Driving to Bryce. How's this for a nice diversion along the road? We're not in Kansas (or Wisconsin) anymore! Glorious colors, wonderful topology, amazing landscape. Would you ever get tired of looking at this for your back yard?


Nope. Me neither. Both these images were shot out of the car with the 18-200 OS lens (thanks Sigma USA!)

I wanted to demonstrate the 'Salad Bowl' effect (although the above images do a decent job of that). I had a nice shot, but SPP corrupted the jpg conversion. So I call this 'Salad Bowl effect–a la Jimi Hendrix'. Trippy, huh?


Back to our regularly scheduled stuff. We did most of the 'lookout' points at Bryce once we got there in the afternoon. It was strong light (too strong), beautiful clouds. Haven't yet worked these images into B/W, but there might be some keepers. I wanted to show an overlook where we worked for 30 minutes or so…

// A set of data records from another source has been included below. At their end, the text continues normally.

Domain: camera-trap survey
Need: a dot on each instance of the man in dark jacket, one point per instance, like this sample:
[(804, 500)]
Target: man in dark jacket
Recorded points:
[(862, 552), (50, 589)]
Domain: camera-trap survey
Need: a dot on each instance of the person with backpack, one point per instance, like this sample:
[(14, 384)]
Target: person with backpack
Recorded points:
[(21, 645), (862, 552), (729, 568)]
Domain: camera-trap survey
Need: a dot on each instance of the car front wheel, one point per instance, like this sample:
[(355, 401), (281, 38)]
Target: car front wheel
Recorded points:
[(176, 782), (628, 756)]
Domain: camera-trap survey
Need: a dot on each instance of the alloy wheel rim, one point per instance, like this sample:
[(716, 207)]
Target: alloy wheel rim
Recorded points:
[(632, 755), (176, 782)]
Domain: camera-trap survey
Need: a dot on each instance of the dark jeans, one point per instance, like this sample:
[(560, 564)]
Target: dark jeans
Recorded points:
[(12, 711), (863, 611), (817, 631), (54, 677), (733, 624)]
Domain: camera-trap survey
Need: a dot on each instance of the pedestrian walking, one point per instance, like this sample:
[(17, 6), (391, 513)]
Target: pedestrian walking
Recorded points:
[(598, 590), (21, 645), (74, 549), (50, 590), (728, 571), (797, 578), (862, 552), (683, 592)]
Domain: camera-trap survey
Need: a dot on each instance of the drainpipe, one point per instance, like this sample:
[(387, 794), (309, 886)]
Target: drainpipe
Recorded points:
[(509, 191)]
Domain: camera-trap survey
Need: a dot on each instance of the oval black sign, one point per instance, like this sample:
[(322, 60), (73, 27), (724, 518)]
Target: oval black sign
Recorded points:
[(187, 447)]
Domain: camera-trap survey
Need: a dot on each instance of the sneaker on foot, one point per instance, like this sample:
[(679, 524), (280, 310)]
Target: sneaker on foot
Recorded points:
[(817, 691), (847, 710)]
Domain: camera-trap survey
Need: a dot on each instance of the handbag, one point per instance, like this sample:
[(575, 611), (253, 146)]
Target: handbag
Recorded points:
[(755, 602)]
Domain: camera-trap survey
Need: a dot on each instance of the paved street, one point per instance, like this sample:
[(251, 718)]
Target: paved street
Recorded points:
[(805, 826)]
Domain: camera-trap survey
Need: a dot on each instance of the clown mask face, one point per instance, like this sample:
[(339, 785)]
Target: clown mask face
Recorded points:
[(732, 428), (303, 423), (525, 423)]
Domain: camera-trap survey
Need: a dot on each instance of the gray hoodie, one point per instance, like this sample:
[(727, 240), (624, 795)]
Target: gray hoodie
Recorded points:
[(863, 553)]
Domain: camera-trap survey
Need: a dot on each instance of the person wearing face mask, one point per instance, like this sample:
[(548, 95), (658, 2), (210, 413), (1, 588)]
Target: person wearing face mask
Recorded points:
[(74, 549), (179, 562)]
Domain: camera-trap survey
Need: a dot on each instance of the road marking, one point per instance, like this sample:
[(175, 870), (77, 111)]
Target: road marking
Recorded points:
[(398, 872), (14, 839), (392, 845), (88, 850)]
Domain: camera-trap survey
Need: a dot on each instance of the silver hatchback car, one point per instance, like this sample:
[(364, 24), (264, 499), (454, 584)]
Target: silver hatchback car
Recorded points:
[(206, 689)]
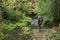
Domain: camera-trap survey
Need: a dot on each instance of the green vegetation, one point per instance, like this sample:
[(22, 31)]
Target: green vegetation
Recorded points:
[(15, 17)]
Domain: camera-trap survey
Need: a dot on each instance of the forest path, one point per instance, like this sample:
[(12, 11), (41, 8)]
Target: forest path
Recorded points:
[(44, 34)]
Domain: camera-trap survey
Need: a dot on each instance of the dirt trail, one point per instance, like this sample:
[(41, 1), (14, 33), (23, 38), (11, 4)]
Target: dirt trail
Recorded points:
[(44, 34)]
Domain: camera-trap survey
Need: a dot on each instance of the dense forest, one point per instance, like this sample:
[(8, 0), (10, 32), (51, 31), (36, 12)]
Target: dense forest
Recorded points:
[(16, 17)]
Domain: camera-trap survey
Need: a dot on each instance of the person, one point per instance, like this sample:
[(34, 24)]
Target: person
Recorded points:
[(40, 21), (37, 22)]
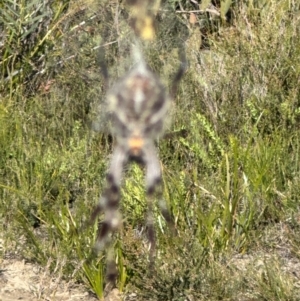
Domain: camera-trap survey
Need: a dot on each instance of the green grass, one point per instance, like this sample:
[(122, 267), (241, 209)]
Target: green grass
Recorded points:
[(231, 180)]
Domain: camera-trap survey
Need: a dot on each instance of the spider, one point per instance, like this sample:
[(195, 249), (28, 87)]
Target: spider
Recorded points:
[(138, 105)]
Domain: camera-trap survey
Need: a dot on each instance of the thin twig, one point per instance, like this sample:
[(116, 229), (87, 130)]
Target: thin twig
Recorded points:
[(200, 11)]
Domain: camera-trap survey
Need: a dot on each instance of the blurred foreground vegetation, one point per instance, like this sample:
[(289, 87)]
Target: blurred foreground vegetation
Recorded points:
[(230, 157)]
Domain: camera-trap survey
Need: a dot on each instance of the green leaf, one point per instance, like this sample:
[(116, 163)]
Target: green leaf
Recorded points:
[(205, 4)]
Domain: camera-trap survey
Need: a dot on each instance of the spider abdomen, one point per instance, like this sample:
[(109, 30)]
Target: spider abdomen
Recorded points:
[(138, 103)]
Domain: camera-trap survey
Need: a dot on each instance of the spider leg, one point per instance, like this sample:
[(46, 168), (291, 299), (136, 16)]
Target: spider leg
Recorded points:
[(154, 187), (109, 201)]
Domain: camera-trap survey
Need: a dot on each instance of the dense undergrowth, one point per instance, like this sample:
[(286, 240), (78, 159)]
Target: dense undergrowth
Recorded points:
[(230, 157)]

Different perspectives of the same basic area. I like them all for different reasons, but probably none of them enough to print. Ignore the pine tree branches impinging on the third shot (right side). I forgot my pruning shears. Rick was working pretty hard around here:


This is Natural Bridge, a famous arch. Frankly, I didn't do it much photographic justice, but the light was too hard. Composition is really important in landscape shots, but so is getting the right light on the subject.

How about Sunrise Point at sunset? The sandstone hoodoos light up so that they glow. This is overexposed intentionally, and I should probably crop out the left side. This one, I will print. Even if it's busy...


Thor's hammer is next. I thought it was a fist, so I named it before I looked it up. I wish I had hung around until the background rocks were in shadow. I learned to do this later on the trip. Notice the snow around the pines. There was plenty of snow in the area. This was taken with my 70-200, and you'll notice it has a naturally cooler rendition than some of the other lenses.

But the real question: what about Domo? Well, he was chillin' at inspiration point as shown here:


In fact, he was chillin' even more in this photo:

We ended up shooting Sunrise and Sunset points at the end of the day, and then headed for a tasty dinner at the lodge at the park. It was a great way to end the first day's shoot!